Last night my child turned on the fireplace and placed a bottle of oil and a few small smooth rocks next to his favorite blanket that he’d spread into a perfect rectangle and asked me if I would massage his back. I put down my book and watched as he took off his shirt and socks and laid down in the fetal position awaiting my touch.
Could it be that easy to ask for what you want? How is it that so many of us have whittled down our wants and needs into unspoken miniscule grains?

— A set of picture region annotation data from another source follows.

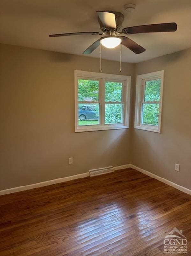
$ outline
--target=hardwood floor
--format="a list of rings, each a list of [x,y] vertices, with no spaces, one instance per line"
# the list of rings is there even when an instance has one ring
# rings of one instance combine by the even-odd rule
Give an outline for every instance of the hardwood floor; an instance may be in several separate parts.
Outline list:
[[[131,168],[0,197],[0,255],[191,255],[191,196]],[[175,227],[186,254],[164,253]]]

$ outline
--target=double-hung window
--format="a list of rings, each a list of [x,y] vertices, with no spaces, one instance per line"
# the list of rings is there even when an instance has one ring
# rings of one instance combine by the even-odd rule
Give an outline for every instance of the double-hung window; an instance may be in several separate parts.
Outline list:
[[[135,128],[160,132],[164,71],[137,76]]]
[[[75,70],[75,131],[126,129],[131,77]]]

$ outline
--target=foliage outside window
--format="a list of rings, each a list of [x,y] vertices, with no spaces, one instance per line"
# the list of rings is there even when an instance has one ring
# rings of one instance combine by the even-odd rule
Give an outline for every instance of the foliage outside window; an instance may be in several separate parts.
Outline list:
[[[164,71],[137,76],[135,128],[160,132]]]
[[[129,128],[130,77],[75,70],[75,131]]]

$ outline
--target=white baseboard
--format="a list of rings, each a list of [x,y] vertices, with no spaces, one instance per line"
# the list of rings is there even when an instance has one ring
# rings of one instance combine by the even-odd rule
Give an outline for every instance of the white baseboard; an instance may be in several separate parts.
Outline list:
[[[156,174],[154,174],[154,173],[152,173],[151,172],[150,172],[143,169],[142,169],[141,168],[139,168],[139,167],[136,166],[135,165],[134,165],[133,164],[131,164],[129,165],[130,166],[130,167],[131,168],[136,170],[136,171],[140,171],[140,172],[142,172],[142,173],[144,173],[144,174],[146,174],[148,176],[151,177],[154,179],[157,179],[158,180],[159,180],[160,181],[162,181],[162,182],[163,182],[163,183],[165,183],[165,184],[167,184],[168,185],[169,185],[172,187],[175,187],[175,188],[176,188],[179,190],[180,190],[183,192],[184,192],[185,193],[186,193],[189,195],[191,195],[191,190],[190,189],[184,187],[183,187],[182,186],[180,186],[180,185],[176,184],[176,183],[174,183],[174,182],[173,182],[172,181],[170,181],[170,180],[166,179],[164,179],[164,178],[162,178],[162,177],[160,177],[159,176],[158,176],[158,175],[157,175]]]
[[[5,195],[6,194],[10,194],[11,193],[14,193],[15,192],[18,192],[23,190],[27,190],[28,189],[31,189],[32,188],[35,188],[37,187],[44,187],[48,185],[51,185],[52,184],[56,184],[56,183],[64,182],[65,181],[68,181],[69,180],[72,180],[73,179],[80,179],[81,178],[84,178],[84,177],[87,177],[89,176],[89,172],[84,172],[80,174],[77,174],[72,176],[69,176],[68,177],[64,177],[63,178],[60,178],[55,179],[52,179],[51,180],[48,180],[47,181],[43,181],[42,182],[39,182],[38,183],[30,184],[29,185],[26,185],[25,186],[21,186],[20,187],[13,187],[12,188],[8,188],[8,189],[4,189],[4,190],[0,190],[0,195]]]
[[[189,194],[191,195],[191,190],[187,188],[186,187],[183,187],[178,184],[174,183],[172,181],[170,181],[167,179],[162,178],[159,176],[154,174],[151,172],[139,168],[135,165],[134,165],[131,164],[124,164],[123,165],[120,165],[119,166],[115,166],[114,167],[114,171],[116,171],[117,170],[122,170],[123,169],[126,169],[127,168],[131,168],[134,169],[137,171],[142,172],[148,176],[151,177],[154,179],[156,179],[162,182],[167,184],[172,187],[175,187],[175,188],[179,190]],[[32,188],[35,188],[37,187],[44,187],[45,186],[47,186],[48,185],[51,185],[52,184],[56,184],[56,183],[61,183],[64,182],[65,181],[68,181],[69,180],[72,180],[73,179],[79,179],[81,178],[84,178],[85,177],[87,177],[89,175],[89,172],[85,172],[84,173],[81,173],[80,174],[77,174],[72,176],[69,176],[68,177],[64,177],[63,178],[60,178],[59,179],[53,179],[51,180],[48,180],[47,181],[43,181],[42,182],[39,182],[34,184],[31,184],[29,185],[26,185],[25,186],[22,186],[20,187],[13,187],[12,188],[9,188],[8,189],[4,189],[3,190],[0,190],[0,195],[5,195],[7,194],[10,194],[11,193],[14,193],[15,192],[18,192],[23,190],[26,190],[28,189],[31,189]]]
[[[122,170],[123,169],[126,169],[126,168],[130,168],[131,167],[131,164],[124,164],[123,165],[120,165],[119,166],[115,166],[114,167],[114,171],[117,171],[117,170]]]
[[[117,170],[121,170],[122,169],[125,169],[126,168],[129,168],[130,167],[129,164],[125,164],[124,165],[121,165],[119,166],[116,166],[114,167],[114,171]],[[51,185],[52,184],[64,182],[65,181],[68,181],[69,180],[72,180],[73,179],[80,179],[81,178],[84,178],[84,177],[87,177],[89,176],[89,172],[84,172],[80,174],[77,174],[72,176],[69,176],[68,177],[64,177],[63,178],[60,178],[55,179],[52,179],[51,180],[48,180],[47,181],[43,181],[42,182],[39,182],[37,183],[30,184],[29,185],[26,185],[24,186],[21,186],[20,187],[13,187],[12,188],[9,188],[7,189],[4,189],[3,190],[0,190],[0,195],[5,195],[7,194],[10,194],[11,193],[14,193],[15,192],[18,192],[23,190],[27,190],[28,189],[31,189],[32,188],[35,188],[37,187],[40,187],[47,186],[48,185]]]

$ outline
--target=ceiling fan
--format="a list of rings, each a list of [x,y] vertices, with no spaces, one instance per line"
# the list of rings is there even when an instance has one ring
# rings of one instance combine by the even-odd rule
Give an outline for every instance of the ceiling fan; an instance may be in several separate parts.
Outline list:
[[[77,32],[50,35],[50,37],[73,36],[78,35],[100,35],[103,36],[97,40],[85,51],[83,54],[92,53],[100,44],[107,48],[114,48],[120,43],[135,53],[138,54],[146,51],[145,49],[125,36],[126,35],[149,33],[154,32],[170,32],[176,31],[177,25],[175,22],[142,25],[125,28],[120,31],[124,19],[123,15],[116,12],[97,11],[98,22],[103,33],[99,32]]]

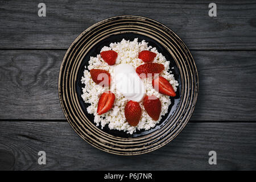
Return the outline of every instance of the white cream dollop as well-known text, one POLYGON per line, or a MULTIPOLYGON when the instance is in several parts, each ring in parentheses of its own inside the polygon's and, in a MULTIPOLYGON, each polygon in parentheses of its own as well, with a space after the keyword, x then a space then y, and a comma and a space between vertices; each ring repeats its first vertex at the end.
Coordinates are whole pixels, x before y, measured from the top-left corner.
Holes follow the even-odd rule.
POLYGON ((117 89, 129 100, 140 102, 146 94, 145 86, 134 68, 119 64, 114 68, 117 89))

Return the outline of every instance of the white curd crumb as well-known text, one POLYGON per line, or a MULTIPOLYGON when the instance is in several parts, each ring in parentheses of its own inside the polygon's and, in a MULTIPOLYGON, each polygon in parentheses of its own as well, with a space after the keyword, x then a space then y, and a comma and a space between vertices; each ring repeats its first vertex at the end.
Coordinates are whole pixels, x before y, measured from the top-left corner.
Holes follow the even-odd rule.
MULTIPOLYGON (((148 46, 147 43, 145 40, 138 42, 138 39, 134 39, 133 41, 122 40, 119 43, 112 43, 109 47, 104 46, 101 52, 109 50, 113 50, 117 52, 118 57, 115 61, 115 64, 129 64, 133 65, 135 69, 140 65, 144 64, 141 59, 138 58, 138 53, 143 50, 148 50, 156 53, 153 63, 163 64, 164 65, 164 70, 160 73, 160 76, 166 78, 172 85, 174 90, 177 90, 177 86, 179 86, 178 82, 175 80, 174 75, 171 74, 171 71, 167 71, 170 68, 170 61, 167 61, 166 57, 158 52, 155 47, 148 46)), ((94 115, 94 122, 97 126, 101 126, 101 128, 108 124, 110 129, 115 129, 119 131, 123 131, 128 134, 132 134, 136 131, 144 129, 148 130, 155 126, 161 120, 162 117, 168 111, 168 108, 171 104, 171 100, 169 96, 162 94, 156 91, 151 84, 151 78, 142 79, 146 87, 146 93, 147 95, 155 95, 158 97, 162 105, 161 113, 159 119, 158 121, 153 120, 147 114, 142 105, 142 102, 139 102, 142 109, 142 117, 141 120, 137 126, 131 126, 126 121, 125 116, 125 106, 129 100, 125 97, 116 89, 114 73, 114 66, 109 65, 101 58, 100 54, 96 57, 90 57, 89 61, 88 69, 86 67, 84 72, 84 76, 81 81, 84 84, 82 88, 82 99, 85 103, 90 104, 87 107, 87 111, 89 114, 94 115), (104 88, 101 85, 97 85, 93 82, 89 73, 89 70, 92 69, 101 69, 108 71, 112 77, 112 82, 110 90, 115 96, 115 100, 114 106, 107 113, 101 115, 97 114, 97 109, 98 101, 100 95, 104 92, 107 91, 109 88, 104 88)), ((172 69, 174 68, 172 67, 172 69)))

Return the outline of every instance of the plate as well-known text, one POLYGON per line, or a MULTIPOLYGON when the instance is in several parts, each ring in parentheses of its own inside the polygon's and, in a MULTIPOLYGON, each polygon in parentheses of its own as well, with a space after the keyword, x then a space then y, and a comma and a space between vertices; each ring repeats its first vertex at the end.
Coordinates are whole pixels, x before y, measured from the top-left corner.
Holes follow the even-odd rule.
POLYGON ((59 76, 59 96, 64 114, 77 134, 92 146, 118 155, 138 155, 156 150, 172 140, 185 127, 196 104, 198 75, 194 60, 181 39, 170 28, 152 19, 138 16, 119 16, 94 24, 81 34, 68 48, 61 63, 59 76), (90 56, 101 48, 122 39, 148 46, 170 60, 172 74, 179 85, 176 96, 171 98, 168 113, 155 127, 133 134, 103 129, 93 122, 81 95, 81 78, 90 56))

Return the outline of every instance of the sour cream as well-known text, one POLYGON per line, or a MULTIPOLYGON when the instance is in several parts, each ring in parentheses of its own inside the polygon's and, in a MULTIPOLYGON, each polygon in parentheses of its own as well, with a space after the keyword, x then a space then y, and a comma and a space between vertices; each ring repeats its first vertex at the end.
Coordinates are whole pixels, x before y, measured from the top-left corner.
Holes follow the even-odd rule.
POLYGON ((117 89, 129 100, 141 101, 145 96, 145 85, 134 68, 129 64, 119 64, 114 72, 117 89))

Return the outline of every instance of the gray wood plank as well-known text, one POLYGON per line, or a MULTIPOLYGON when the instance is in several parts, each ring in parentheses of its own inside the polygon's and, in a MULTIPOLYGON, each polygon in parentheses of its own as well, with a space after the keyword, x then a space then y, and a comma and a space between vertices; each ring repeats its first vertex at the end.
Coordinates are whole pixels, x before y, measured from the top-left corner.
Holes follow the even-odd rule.
POLYGON ((67 48, 84 30, 117 15, 144 16, 166 24, 191 49, 255 49, 256 3, 214 1, 217 17, 205 1, 44 1, 0 2, 0 48, 67 48))
MULTIPOLYGON (((0 119, 64 119, 57 93, 65 51, 0 51, 0 119)), ((256 52, 192 52, 199 75, 193 121, 256 121, 256 52)))
POLYGON ((255 123, 189 123, 161 148, 123 156, 92 147, 67 122, 2 122, 0 169, 255 170, 255 123), (38 164, 42 150, 46 152, 46 165, 38 164), (212 150, 217 152, 217 165, 208 163, 212 150))

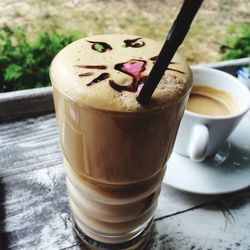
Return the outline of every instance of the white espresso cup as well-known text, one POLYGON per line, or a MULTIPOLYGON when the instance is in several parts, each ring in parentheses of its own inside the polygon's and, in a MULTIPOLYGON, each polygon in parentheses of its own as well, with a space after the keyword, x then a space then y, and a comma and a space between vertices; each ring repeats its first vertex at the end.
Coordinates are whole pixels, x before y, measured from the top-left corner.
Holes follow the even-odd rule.
POLYGON ((193 67, 192 72, 194 86, 205 86, 229 94, 234 109, 232 113, 225 115, 207 115, 185 110, 174 152, 194 161, 203 161, 217 152, 249 110, 250 92, 237 78, 223 71, 193 67))

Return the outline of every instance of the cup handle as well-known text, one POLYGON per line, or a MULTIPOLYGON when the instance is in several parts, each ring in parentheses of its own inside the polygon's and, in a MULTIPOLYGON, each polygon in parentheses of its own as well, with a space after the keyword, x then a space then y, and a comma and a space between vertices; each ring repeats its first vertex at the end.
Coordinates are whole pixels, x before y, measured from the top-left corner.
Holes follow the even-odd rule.
POLYGON ((203 161, 209 142, 209 130, 207 126, 196 124, 191 132, 191 140, 188 145, 188 154, 193 161, 203 161))

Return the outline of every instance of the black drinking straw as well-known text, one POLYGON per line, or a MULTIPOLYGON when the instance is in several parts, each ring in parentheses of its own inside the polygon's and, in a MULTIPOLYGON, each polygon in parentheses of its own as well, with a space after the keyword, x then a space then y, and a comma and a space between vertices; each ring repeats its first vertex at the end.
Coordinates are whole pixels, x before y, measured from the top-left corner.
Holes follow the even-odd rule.
POLYGON ((199 10, 202 1, 203 0, 184 1, 179 14, 167 35, 167 39, 157 57, 157 60, 150 71, 140 94, 136 98, 142 105, 146 105, 150 100, 176 50, 187 35, 190 25, 199 10))

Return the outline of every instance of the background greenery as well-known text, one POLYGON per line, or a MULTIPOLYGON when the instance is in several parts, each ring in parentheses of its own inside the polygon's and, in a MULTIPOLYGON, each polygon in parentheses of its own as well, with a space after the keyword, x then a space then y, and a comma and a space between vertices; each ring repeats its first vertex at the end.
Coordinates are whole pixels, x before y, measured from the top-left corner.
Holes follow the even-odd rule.
MULTIPOLYGON (((0 92, 48 86, 52 58, 78 37, 128 33, 163 41, 182 1, 2 0, 0 92)), ((188 62, 248 56, 249 9, 249 0, 204 1, 180 49, 188 62)))

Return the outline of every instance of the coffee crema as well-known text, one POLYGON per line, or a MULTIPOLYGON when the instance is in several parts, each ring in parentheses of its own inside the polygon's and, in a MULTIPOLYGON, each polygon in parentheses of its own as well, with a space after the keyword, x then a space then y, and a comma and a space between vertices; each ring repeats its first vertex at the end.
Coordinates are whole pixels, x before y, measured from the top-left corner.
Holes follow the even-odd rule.
POLYGON ((207 86, 193 86, 187 110, 210 116, 227 116, 237 112, 234 96, 230 93, 207 86))

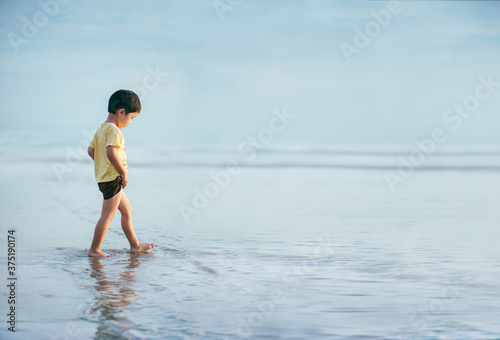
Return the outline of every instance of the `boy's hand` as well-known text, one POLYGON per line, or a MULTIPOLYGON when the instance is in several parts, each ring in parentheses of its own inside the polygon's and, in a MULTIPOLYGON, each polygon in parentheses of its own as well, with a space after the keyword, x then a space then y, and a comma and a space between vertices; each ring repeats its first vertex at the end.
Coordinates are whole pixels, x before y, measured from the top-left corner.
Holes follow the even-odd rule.
POLYGON ((128 174, 125 172, 124 174, 121 174, 122 176, 122 187, 125 188, 128 184, 128 174))

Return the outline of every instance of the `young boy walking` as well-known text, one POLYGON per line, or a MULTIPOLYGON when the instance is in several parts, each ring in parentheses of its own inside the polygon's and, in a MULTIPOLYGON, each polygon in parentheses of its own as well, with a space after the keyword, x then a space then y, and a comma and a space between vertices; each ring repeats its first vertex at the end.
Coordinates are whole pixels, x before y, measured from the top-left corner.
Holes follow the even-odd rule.
POLYGON ((129 126, 139 112, 141 102, 134 92, 116 91, 109 98, 108 119, 101 124, 90 142, 88 153, 94 160, 95 177, 104 201, 89 256, 113 256, 103 252, 101 245, 117 209, 122 215, 122 229, 130 243, 131 252, 146 251, 155 246, 155 243, 140 243, 137 239, 132 225, 132 206, 122 190, 128 183, 128 174, 125 142, 120 129, 129 126))

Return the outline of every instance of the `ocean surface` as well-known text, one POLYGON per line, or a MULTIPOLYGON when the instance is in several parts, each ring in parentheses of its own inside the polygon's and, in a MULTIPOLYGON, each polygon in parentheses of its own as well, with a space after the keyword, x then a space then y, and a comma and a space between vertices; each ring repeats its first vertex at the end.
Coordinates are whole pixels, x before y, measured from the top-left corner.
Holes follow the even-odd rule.
POLYGON ((130 254, 117 213, 115 256, 90 259, 90 158, 0 148, 1 339, 500 339, 498 148, 127 155, 135 230, 157 246, 130 254))

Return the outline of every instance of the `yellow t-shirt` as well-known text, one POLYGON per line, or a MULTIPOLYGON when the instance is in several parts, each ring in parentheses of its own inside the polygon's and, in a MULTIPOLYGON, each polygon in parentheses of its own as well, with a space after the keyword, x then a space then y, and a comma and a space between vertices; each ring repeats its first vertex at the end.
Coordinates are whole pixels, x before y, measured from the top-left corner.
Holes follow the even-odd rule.
POLYGON ((125 140, 122 132, 113 123, 103 123, 97 129, 94 139, 90 141, 89 145, 94 148, 94 172, 97 183, 113 181, 120 176, 120 173, 106 156, 106 147, 108 145, 114 145, 118 148, 118 159, 121 160, 125 169, 127 168, 125 140))

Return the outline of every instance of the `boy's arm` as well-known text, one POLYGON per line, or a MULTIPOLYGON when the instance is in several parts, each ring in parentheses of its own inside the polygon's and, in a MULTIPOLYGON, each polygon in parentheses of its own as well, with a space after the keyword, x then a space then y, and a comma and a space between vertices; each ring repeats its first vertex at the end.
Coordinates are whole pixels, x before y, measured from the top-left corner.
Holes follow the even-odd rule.
POLYGON ((89 146, 87 152, 89 153, 90 158, 92 158, 92 160, 93 160, 94 159, 94 148, 91 148, 89 146))
POLYGON ((118 150, 115 145, 108 145, 106 147, 106 156, 108 156, 108 159, 111 162, 111 164, 113 164, 115 169, 122 176, 122 185, 125 188, 125 186, 128 183, 127 169, 123 166, 122 162, 118 158, 118 150))

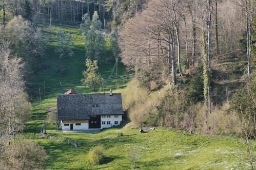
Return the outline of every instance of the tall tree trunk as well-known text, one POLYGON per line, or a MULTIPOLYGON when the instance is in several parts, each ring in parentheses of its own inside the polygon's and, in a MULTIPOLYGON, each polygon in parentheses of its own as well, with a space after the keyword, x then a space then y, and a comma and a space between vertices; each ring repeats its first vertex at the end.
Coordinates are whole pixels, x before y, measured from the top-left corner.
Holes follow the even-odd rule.
POLYGON ((191 12, 191 17, 192 18, 192 65, 195 66, 194 63, 196 62, 196 43, 197 42, 197 29, 196 28, 196 19, 195 16, 193 16, 191 12))
POLYGON ((172 33, 169 30, 168 34, 168 66, 170 66, 172 63, 172 74, 173 75, 173 84, 175 85, 177 83, 176 79, 176 67, 175 67, 175 60, 174 57, 174 38, 172 33), (171 51, 171 50, 172 51, 171 51))
POLYGON ((218 13, 217 13, 217 0, 215 0, 215 41, 216 44, 216 55, 219 54, 218 36, 218 13))
POLYGON ((178 48, 178 71, 179 72, 179 76, 182 76, 182 69, 181 69, 181 63, 180 59, 180 45, 179 41, 179 31, 178 27, 177 24, 177 20, 176 18, 176 14, 175 10, 175 6, 173 8, 173 12, 174 15, 174 26, 175 27, 175 31, 176 32, 176 38, 177 39, 177 46, 178 48))
POLYGON ((72 0, 70 0, 70 16, 71 17, 72 22, 73 21, 72 0))
POLYGON ((5 27, 5 0, 3 0, 2 2, 2 10, 3 10, 3 17, 2 17, 2 24, 3 24, 3 27, 5 27))

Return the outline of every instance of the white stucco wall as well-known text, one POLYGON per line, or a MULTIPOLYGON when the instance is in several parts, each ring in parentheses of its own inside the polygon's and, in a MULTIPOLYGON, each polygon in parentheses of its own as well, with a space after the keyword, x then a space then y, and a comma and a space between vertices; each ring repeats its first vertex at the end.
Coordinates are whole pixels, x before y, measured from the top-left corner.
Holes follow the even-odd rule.
MULTIPOLYGON (((61 122, 61 129, 62 130, 70 130, 70 123, 65 123, 68 124, 68 126, 64 126, 62 121, 61 122)), ((89 124, 88 123, 81 123, 81 125, 76 125, 76 123, 73 123, 73 130, 82 130, 82 129, 88 129, 89 128, 89 124)))
POLYGON ((73 124, 73 128, 74 130, 87 129, 89 128, 88 123, 81 123, 81 125, 76 125, 76 123, 73 124))
MULTIPOLYGON (((107 117, 107 115, 101 115, 100 116, 100 127, 101 129, 107 128, 111 127, 113 126, 117 126, 120 125, 121 121, 122 121, 122 115, 109 115, 110 118, 107 117), (116 116, 116 117, 115 117, 116 116), (118 124, 115 124, 115 121, 117 121, 118 124), (102 124, 102 121, 105 121, 105 124, 102 124), (110 121, 110 124, 108 124, 107 122, 110 121)), ((64 126, 62 121, 61 121, 61 129, 64 130, 70 130, 70 123, 68 124, 68 126, 64 126)), ((66 124, 66 123, 65 123, 66 124)), ((73 123, 73 130, 86 130, 89 129, 89 123, 81 123, 81 125, 76 125, 76 123, 73 123)))
POLYGON ((117 126, 120 125, 121 121, 122 121, 122 115, 116 115, 117 118, 115 117, 115 115, 109 115, 110 118, 108 118, 107 115, 101 115, 100 117, 100 124, 101 129, 107 128, 113 126, 117 126), (105 116, 105 117, 104 117, 105 116), (118 124, 115 124, 115 121, 117 121, 118 124), (102 124, 102 121, 105 121, 105 124, 102 124), (110 124, 107 124, 107 122, 110 121, 110 124))

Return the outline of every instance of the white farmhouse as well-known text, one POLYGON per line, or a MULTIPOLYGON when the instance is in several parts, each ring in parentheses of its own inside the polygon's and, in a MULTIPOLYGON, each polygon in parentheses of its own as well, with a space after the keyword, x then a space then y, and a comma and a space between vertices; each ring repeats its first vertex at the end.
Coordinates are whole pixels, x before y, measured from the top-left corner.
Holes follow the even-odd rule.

My step-father died recently and for the last few days I’ve been walking through knotted and complicated ghost scenes from my past. Close friends sent messages asking me if I needed anything? Did I want anything? And, I had nothing to say. I was trained in the school of stoicism and praised for feats of independence and inner resourcefulness. I, too, had learned to whittle away my want. And yet, the sweetness of my child laying his body down in front of me asking me to touch his skin awakened in me a realization that all along, I was teaching him how to advocate for his needs - how to lay down the vulnerability of his ask in safe places. As I was teaching him, I was teaching myself the very same thing.
So, here is my sacred ask: touch skins. What I want is for all of us to urge ourselves towards connection. I want us all to throw away our stoicism - to unknot the knotted stories of what we can and cannot ask for - and to step into the naked truth of our desire. We have this one life. What will we do with it?